2度目。ーー招待状という名の腹黒からの召喚状。・2
デボラとクルスには私が2度目のケイトリンの人生を送っていることは話してある。まぁあの状況では仕方なかったとはいえ。でもなるべくなら他人に話したいとは思わない。絶対頭のおかしな人だと思われる。
……いや、ヴィジェスト殿下が証人ですけども。でもだからといって、積極的に話したいとは思わない。

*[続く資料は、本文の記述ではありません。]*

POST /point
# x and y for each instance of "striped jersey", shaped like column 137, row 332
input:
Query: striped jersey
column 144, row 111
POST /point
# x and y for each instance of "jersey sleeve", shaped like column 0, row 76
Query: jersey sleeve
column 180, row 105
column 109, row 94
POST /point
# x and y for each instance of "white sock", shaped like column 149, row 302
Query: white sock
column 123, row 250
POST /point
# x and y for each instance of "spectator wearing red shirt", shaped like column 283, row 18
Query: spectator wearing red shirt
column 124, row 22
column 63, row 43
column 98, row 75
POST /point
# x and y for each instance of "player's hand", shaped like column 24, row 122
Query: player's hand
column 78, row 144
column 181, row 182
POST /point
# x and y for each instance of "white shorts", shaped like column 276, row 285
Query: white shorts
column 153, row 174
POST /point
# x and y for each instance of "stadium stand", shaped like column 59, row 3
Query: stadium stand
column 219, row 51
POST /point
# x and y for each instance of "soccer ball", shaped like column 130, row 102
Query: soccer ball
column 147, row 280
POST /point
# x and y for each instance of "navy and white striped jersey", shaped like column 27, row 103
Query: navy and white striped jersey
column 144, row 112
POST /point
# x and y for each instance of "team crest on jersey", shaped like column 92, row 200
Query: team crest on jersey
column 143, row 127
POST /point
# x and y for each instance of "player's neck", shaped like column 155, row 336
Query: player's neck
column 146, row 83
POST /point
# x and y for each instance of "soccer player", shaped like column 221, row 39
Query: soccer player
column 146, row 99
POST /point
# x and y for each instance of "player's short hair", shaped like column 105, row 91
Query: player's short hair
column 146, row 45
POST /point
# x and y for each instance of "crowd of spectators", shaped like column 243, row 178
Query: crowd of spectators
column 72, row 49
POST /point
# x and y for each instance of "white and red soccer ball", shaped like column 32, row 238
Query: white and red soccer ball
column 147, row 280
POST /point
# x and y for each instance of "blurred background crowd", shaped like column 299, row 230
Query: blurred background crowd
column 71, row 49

でもなぁ……。お父様には話しておく方がいいのかしら。小競り合いの一件もあるし。うーん……。どうしよう。
「クルス」
「はっ」
呼べば何処からともなくクルスが現れる。有り難い事にセイスルート家に帰って来てもクルスは引き続き、私の手足になれるようお父様が命じてくれていた。
「教えて欲しい事があります」
「なんなりと」
「隣国と我がセイスルート辺境領との間で、小競り合いが起きるような情報は?」
「いえ、今のところはそのような話は」
クルスが少し戸惑ったように答えた。
「1度目の人生で、私が14歳の時に隣国と小競り合いが起きました。お父様が指揮を取られました。その間、お父様が居ない間、お姉様とバートンとの婚約に亀裂が入りました」
クルスは黙って話を聞いている。
「それが元で私が15歳の時にお2人の婚約は解消されます。それは避けたい事態です。お姉様はバートンに望まれて婚約した、と思っていますが。バートンの気持ちは私には分かりません。ただこの婚約は、我がセイスルート辺境伯家とあちらの家との約束有りきの婚約です。辺境の地を守るために一枚岩となれるように。解消になったとしても変わらず協力しあえるとは思いますが、何処か足並みが揃わないとも言えません」
「……つまり。婚約解消にならないように見張っておけ、と?」
「見張るというより小競り合いの方が気になります。1度目の私はずっと城にいたので、お姉様の婚約が解消された事をお父様の手紙で知りました。1度目の人生でも仕えてくれたクルスに詳細を尋ねようにも、クルスは私に心配をかけないよう配慮されたお父様の命により、何も話せませんでした。だから元凶である小競り合いについて、誰かに調べてもらうよう、お父様に進言して欲しいの」
「かしこまりました」
クルスが私の命を受け、そのままお父様に進言に向かったようでした。ホッとする一方で、隣国との小競り合いがタイミングが良すぎたというか、狙っていたというか。作為的なものを感じてしまって不安が拭えなかった。
けれど私はクルスに託した。後はクルスに任せよう。
そう思いながら2週間後のお茶会に向けて、もう一度マナーを振り返る。同時に国の内外の噂を集めるように指示を出した。そうしてあっという間にお茶会当日を迎えてしまった。